Avec l’expansion continue du commerce de la traite des fourrures à l’Ouest des Grands Lacs, sur les prairies canadiennes et le nord-ouest du Bouclier Canadien, la population métisse augmente et ils viennent à adoptent le terme « métis » pour se dénommer. Le mot existe dans les langues romanes en Europe depuis des siècles, et depuis le contact avec le Nouveau Monde, il désigne généralement ceux nés d’un croisement d’amérindien et de blanc. Mais durant le 19ième siècle, dans l’Ouest du pays, le terme prend le sens nationaliste pour désigner la population métissée de cette région, incluant les descendants des commerçants de fourrures britanniques. Tous vivent et travaillent à l’étendue du territoire et, avant la création de la frontière canadienne au 49ième parallèle de latitude, dans ce qui est maintenant les États-Unis.

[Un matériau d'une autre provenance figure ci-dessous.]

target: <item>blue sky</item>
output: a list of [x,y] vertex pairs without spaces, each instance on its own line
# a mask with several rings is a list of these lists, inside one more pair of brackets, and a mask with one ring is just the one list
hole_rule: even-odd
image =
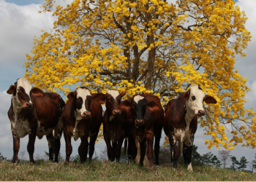
[[[57,1],[64,6],[70,3],[72,0]],[[41,30],[50,31],[56,20],[50,13],[37,13],[40,10],[39,6],[42,2],[42,0],[0,0],[0,152],[7,158],[12,157],[12,138],[10,122],[7,116],[11,98],[10,95],[6,93],[6,90],[17,79],[23,77],[25,68],[21,68],[26,61],[25,55],[31,55],[34,36],[39,36]],[[247,56],[236,58],[235,69],[238,70],[242,76],[248,79],[247,85],[252,89],[245,96],[248,100],[246,107],[252,106],[256,109],[256,1],[239,0],[236,5],[245,11],[249,18],[246,26],[251,31],[252,39],[245,50]],[[218,150],[215,147],[211,150],[207,149],[207,146],[204,145],[206,138],[203,131],[199,128],[195,134],[195,144],[198,146],[200,154],[211,151],[217,154]],[[20,139],[20,151],[26,151],[27,141],[27,136]],[[163,138],[161,141],[161,143],[162,142]],[[79,144],[80,140],[76,142],[72,141],[72,155],[78,154]],[[98,155],[100,153],[99,150],[102,150],[105,146],[104,141],[96,145]],[[44,151],[48,151],[45,137],[42,140],[37,138],[34,154],[42,155]],[[65,154],[64,137],[61,138],[61,153],[62,155]],[[253,159],[255,153],[256,149],[240,146],[231,151],[231,154],[238,159],[246,156],[249,161]]]

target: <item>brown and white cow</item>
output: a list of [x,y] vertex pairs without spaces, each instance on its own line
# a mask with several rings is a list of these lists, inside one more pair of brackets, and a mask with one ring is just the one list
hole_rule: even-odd
[[[69,100],[63,111],[64,135],[66,142],[66,162],[69,162],[72,151],[71,137],[76,141],[81,139],[78,154],[81,163],[87,159],[89,145],[89,159],[94,152],[94,145],[100,125],[102,123],[102,107],[105,95],[102,93],[91,94],[85,87],[77,88],[67,95]],[[90,143],[88,138],[90,137]]]
[[155,163],[159,165],[159,143],[164,122],[164,111],[159,98],[151,94],[136,94],[131,100],[131,111],[134,121],[132,132],[140,146],[140,151],[138,151],[140,154],[140,165],[143,165],[147,152],[150,167],[154,166],[154,136]]
[[109,90],[106,93],[106,111],[103,116],[103,135],[107,145],[108,159],[111,161],[116,159],[116,161],[119,162],[124,138],[129,138],[129,159],[135,159],[136,156],[136,154],[132,155],[130,153],[131,145],[133,144],[135,146],[135,143],[131,133],[132,117],[130,114],[129,103],[128,100],[121,100],[126,93],[127,91],[120,93],[117,90]]
[[185,164],[188,164],[189,170],[192,170],[192,149],[197,128],[197,117],[203,116],[206,113],[203,101],[206,103],[217,103],[213,97],[206,95],[199,86],[195,85],[178,98],[170,100],[167,105],[164,131],[169,139],[171,162],[173,162],[174,168],[177,168],[177,160],[181,156],[183,144]]
[[[29,80],[20,78],[10,87],[7,93],[12,95],[8,116],[12,124],[13,138],[12,162],[18,160],[20,138],[29,135],[27,146],[30,162],[34,163],[33,154],[36,135],[41,139],[46,135],[49,146],[49,159],[58,162],[63,124],[61,112],[65,106],[56,93],[45,93],[32,87]],[[53,130],[55,130],[55,140]],[[53,144],[54,143],[54,144]]]

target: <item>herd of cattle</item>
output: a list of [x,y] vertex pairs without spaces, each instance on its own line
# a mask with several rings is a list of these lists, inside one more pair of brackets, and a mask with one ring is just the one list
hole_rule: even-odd
[[[205,114],[203,101],[217,103],[199,86],[193,86],[168,102],[165,116],[157,96],[136,94],[129,100],[121,100],[127,92],[120,93],[117,90],[109,90],[106,94],[91,94],[86,87],[81,87],[69,93],[69,100],[65,103],[59,95],[32,87],[24,78],[12,84],[7,93],[12,95],[8,116],[13,137],[12,162],[18,160],[20,138],[26,135],[29,135],[27,149],[31,162],[34,162],[36,136],[41,139],[45,135],[48,142],[49,159],[53,160],[54,154],[54,162],[58,162],[62,132],[66,142],[66,162],[69,162],[72,151],[71,137],[75,141],[78,138],[81,140],[78,148],[81,163],[86,161],[88,150],[91,160],[103,123],[103,135],[110,160],[116,159],[119,162],[125,141],[124,152],[127,150],[130,160],[135,160],[141,165],[148,162],[153,167],[154,140],[155,165],[159,165],[159,143],[164,127],[171,146],[170,158],[174,168],[177,168],[183,144],[184,162],[188,164],[188,170],[192,170],[192,147],[197,130],[197,116]],[[104,103],[106,110],[102,116],[101,104]]]

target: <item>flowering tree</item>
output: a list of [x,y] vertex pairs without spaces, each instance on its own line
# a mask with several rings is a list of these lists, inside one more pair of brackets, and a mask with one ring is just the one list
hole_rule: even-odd
[[[45,1],[50,11],[55,1]],[[164,105],[200,84],[218,102],[200,121],[213,137],[208,148],[256,146],[255,113],[244,108],[249,89],[233,70],[251,36],[233,0],[74,0],[53,15],[53,31],[26,55],[26,77],[37,87],[66,95],[67,85],[78,84],[92,92],[127,90],[127,98],[153,92]]]

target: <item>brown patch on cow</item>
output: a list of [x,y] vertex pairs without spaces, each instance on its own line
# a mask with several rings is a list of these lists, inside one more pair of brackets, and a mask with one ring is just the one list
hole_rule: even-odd
[[45,95],[45,94],[40,89],[37,87],[33,87],[31,90],[31,95],[34,97],[43,97]]

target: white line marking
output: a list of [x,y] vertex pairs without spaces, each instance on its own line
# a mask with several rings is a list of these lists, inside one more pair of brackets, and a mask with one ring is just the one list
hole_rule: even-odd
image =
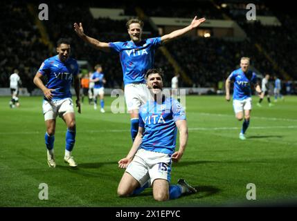
[[[250,126],[249,129],[262,130],[262,129],[295,129],[297,126]],[[232,131],[240,130],[241,127],[192,127],[189,128],[189,131]],[[114,129],[114,130],[98,130],[98,131],[78,131],[79,133],[118,133],[129,132],[130,130]],[[15,134],[44,134],[44,131],[26,131],[26,132],[0,132],[0,135],[15,135]],[[56,131],[57,133],[65,133],[65,131]]]
[[[233,115],[222,115],[219,113],[197,113],[197,114],[201,115],[206,115],[206,116],[219,116],[219,117],[233,117]],[[251,117],[252,119],[268,119],[268,120],[273,120],[273,121],[287,121],[287,122],[297,122],[296,119],[289,119],[289,118],[277,118],[277,117]]]

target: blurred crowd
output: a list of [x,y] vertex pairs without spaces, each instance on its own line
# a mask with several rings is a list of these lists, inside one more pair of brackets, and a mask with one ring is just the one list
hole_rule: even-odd
[[[216,2],[220,3],[219,1]],[[167,8],[150,4],[142,6],[140,3],[139,6],[148,16],[192,18],[197,15],[199,17],[223,19],[223,13],[211,5],[210,1],[202,1],[199,5],[197,2],[197,4],[191,5],[189,1],[173,1],[170,7]],[[244,41],[186,36],[166,44],[166,48],[193,83],[192,85],[187,85],[181,79],[181,86],[216,87],[219,81],[225,79],[233,70],[238,68],[242,56],[250,57],[253,66],[263,74],[276,74],[282,77],[280,69],[273,66],[258,50],[255,46],[256,43],[277,61],[278,67],[282,68],[293,79],[297,79],[297,68],[294,65],[297,50],[292,50],[292,46],[297,45],[296,20],[289,19],[287,15],[279,15],[282,26],[265,26],[260,22],[246,23],[244,19],[240,19],[242,17],[240,12],[243,10],[242,6],[236,3],[228,4],[223,12],[238,20],[247,34],[248,37]],[[69,6],[66,3],[48,3],[51,10],[49,20],[43,23],[49,39],[55,46],[59,38],[68,38],[71,42],[72,56],[78,60],[87,61],[90,64],[89,71],[93,71],[93,68],[96,64],[102,65],[107,81],[106,87],[123,87],[122,68],[118,54],[107,54],[87,45],[75,35],[73,25],[74,22],[82,22],[87,35],[102,41],[123,41],[129,40],[125,27],[127,21],[93,19],[89,10],[90,6],[102,7],[94,3],[71,3],[71,10],[68,10]],[[108,6],[103,6],[109,8]],[[111,8],[116,6],[111,6]],[[262,4],[259,3],[257,7],[262,15],[273,15]],[[136,16],[133,7],[123,8],[125,14]],[[192,12],[195,12],[195,15]],[[12,1],[1,4],[0,12],[2,28],[0,34],[0,87],[9,86],[9,76],[13,69],[17,68],[23,85],[30,92],[35,88],[33,78],[37,70],[44,59],[56,54],[55,48],[50,50],[48,46],[41,41],[39,31],[26,3]],[[149,22],[145,23],[144,30],[143,38],[157,35]],[[265,36],[267,37],[263,37]],[[161,67],[165,70],[165,86],[170,86],[174,70],[159,49],[156,52],[155,66]]]

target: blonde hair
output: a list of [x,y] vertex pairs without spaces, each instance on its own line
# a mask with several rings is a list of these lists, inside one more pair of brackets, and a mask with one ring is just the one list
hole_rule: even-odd
[[130,25],[132,23],[138,23],[141,26],[141,29],[143,28],[143,26],[144,26],[143,21],[141,21],[141,20],[139,20],[138,19],[131,19],[128,21],[127,21],[127,23],[126,23],[126,27],[127,27],[127,28],[129,29]]
[[251,59],[249,57],[242,57],[242,58],[240,59],[240,61],[242,60],[248,60],[249,61],[249,64],[250,63],[249,61],[250,61]]

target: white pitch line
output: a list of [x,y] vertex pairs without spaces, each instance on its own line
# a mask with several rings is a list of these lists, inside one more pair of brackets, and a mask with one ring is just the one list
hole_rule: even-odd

Les Canadiens de la région du Saint-Laurent, réputés comme étant les plus aptes pour les rigueurs du travail sont recherchés pour ces excursions de fourrure, tout comme pour les expéditions d’exploration, comme celles d’Alexander Mackenzie, Simon Fraser et de Lewis et Clarke. De ces centaines de voyageurs sont issu les Métis de l’Ouest du Canada, et ainsi ceux de l’Alberta. Comme les voyageurs de l’époque de la Nouvelle France, il arrivait souvent que les engagés se plaisaient dans le Nord-Ouest et décidaient de ne pas renouveler leur engagement. Ils se dénomment alors les gens libres.

À cause de leurs pères qui connaissaient le métier du commerce des fourrures, les enfants des anciens voyageurs et des gens libres étaient d’excellents trafiquants, connaissant à fond la valeur des pelleteries et de leur travail, surtout lorsqu’ils faisaient affaire avec la CBH. Les brigades du Portage-la-Loche étaient renommées pour leurs grèves sur le tas, probablement avant l’invention du terme dans le monde industrialisé.